Nearly every morning for at least the past four years, I have put on my padded riding shorts and headed into the musty abyss of my downstairs rec room. I put on the television, fire up the computer and step onto my bike. I've learned to always keep the phone handy because, regardless of the fact that I ride every day at about the same time, it never fails that Scott or my sister will call.
When I started riding I was able to complete only half of a mile before becoming winded and sweaty. I can now ride 35 to 40 miles in one stretch. Now I am limited by the patience of my little boy versus my strength and stamina.
Despite the fact that I can pedal for hours on my virtual simulator, I have been hesitant about riding my bike outside. Okay, hesitant is probably not being totally honest. I've been downright terrified! I find my fear frustrating because I was never scared before my amputation. Although I'm perfectly comfortable with most activities, using a prosthetic on a bike makes me feel unsafe.
In a moment of bravery and in an attempt to break down my own fears, a few years ago I took my bike off its stand and went out for a ride. Scott dutifully took videos and I proudly proclaimed my "victory" in a blog. What I didn't write, and what most of my readers don't realize, is that my bike promptly went back onto the trainer stand and has not seen the pavement since.
I became embarrassed by my bike riding anxiety. The fear of falling and breaking one (or several) bones became paralyzing. I had a lot of excuses, but no motivation to take my bike off the stand and conquer the road.
This year, I have found my motivation. Robby loves riding his CARS bike through the neighborhood. It occurred to me that it would be easier and more fun to ride with him instead of jogging behind him. Apparently my hatred of running is greater than my fear of riding a bike!
On Sunday my Mom came down to visit because she had a surprise for me. She bought me another bicycle. My reason for avoiding biking outside ( my bike being on the trainer and too difficult to disconnect) was swiftly eliminated. I had the motivation, and she removed my excuse.
Robby was so excited when he saw Momom's pink and purple bicycle. He pleaded with me to get on and go for a ride. I knew I wasn't going to be able to avoid my fear any longer. He gave me a kiss and then pushed me in the bum to get moving. I pedaled and, to my delight, I didn't fall!
Yesterday morning Robby began asking to go for a bike ride with me at 6:30 am. I convinced him that we weren't allowed to ride until at least 9:00. At about 9:30 Robby and I headed outside for our first ride. (I have to admit that I tucked my insurance card into my pocket and kissed my cat Sophie goodbye- just in case.)
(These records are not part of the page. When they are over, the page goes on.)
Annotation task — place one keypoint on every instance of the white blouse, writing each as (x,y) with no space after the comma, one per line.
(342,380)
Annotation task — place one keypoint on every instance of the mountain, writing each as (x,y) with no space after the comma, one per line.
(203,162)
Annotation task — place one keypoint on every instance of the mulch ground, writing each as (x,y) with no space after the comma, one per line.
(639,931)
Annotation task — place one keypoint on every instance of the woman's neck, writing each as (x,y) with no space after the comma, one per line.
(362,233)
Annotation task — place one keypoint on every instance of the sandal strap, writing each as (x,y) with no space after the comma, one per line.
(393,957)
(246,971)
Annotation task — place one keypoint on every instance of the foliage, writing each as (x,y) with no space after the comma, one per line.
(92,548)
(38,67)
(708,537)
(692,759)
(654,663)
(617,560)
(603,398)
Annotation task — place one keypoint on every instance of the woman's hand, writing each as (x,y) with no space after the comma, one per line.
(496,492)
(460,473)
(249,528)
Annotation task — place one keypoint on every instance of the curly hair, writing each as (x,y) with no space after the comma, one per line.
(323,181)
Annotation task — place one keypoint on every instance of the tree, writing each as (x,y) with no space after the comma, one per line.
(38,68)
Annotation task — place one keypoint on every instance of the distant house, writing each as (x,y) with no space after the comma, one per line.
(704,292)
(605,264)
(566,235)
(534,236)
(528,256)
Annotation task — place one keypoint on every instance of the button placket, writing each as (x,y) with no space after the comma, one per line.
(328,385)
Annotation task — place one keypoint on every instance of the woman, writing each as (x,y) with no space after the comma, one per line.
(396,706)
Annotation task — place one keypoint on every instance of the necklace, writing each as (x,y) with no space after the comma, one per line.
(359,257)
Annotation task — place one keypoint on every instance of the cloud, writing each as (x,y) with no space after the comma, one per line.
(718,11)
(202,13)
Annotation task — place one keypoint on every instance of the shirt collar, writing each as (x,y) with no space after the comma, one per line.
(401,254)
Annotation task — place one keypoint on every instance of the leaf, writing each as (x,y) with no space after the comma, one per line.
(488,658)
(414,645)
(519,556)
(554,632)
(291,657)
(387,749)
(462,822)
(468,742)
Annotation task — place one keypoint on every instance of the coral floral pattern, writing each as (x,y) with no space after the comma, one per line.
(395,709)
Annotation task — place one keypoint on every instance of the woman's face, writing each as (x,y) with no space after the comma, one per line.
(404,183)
We went for two rides yesterday, each one becoming easier and less angst filled. Robby seems to love riding his bike with me. He proudly told three neighbors, the mail lady and the neighbor's air conditioner repairman that "Momom is riding a bicycle with me and we haven't fallen on our heads yet."
It's strange how, for a few brief moments, our roles were reversed. Robby became my biggest cheerleader, encouraging me to conquer my fears and reassuring me that I was going to be okay. He was so sweet as he kept repeating, "You're doing good Momom. Just keep pedaling like this (envision him pedaling). Don't forget to use your brake and steer away from the sticks and nuts on the road." Apparently he does listen to me because I'm fairly confident those were the same instructions I offered a few weeks ago as he was learning to ride.
I am not yet over my fear completely, but I know that I'm making progress. I'm going to get comfortable riding again. Hopefully, by the end of the summer, my fear will be a memory!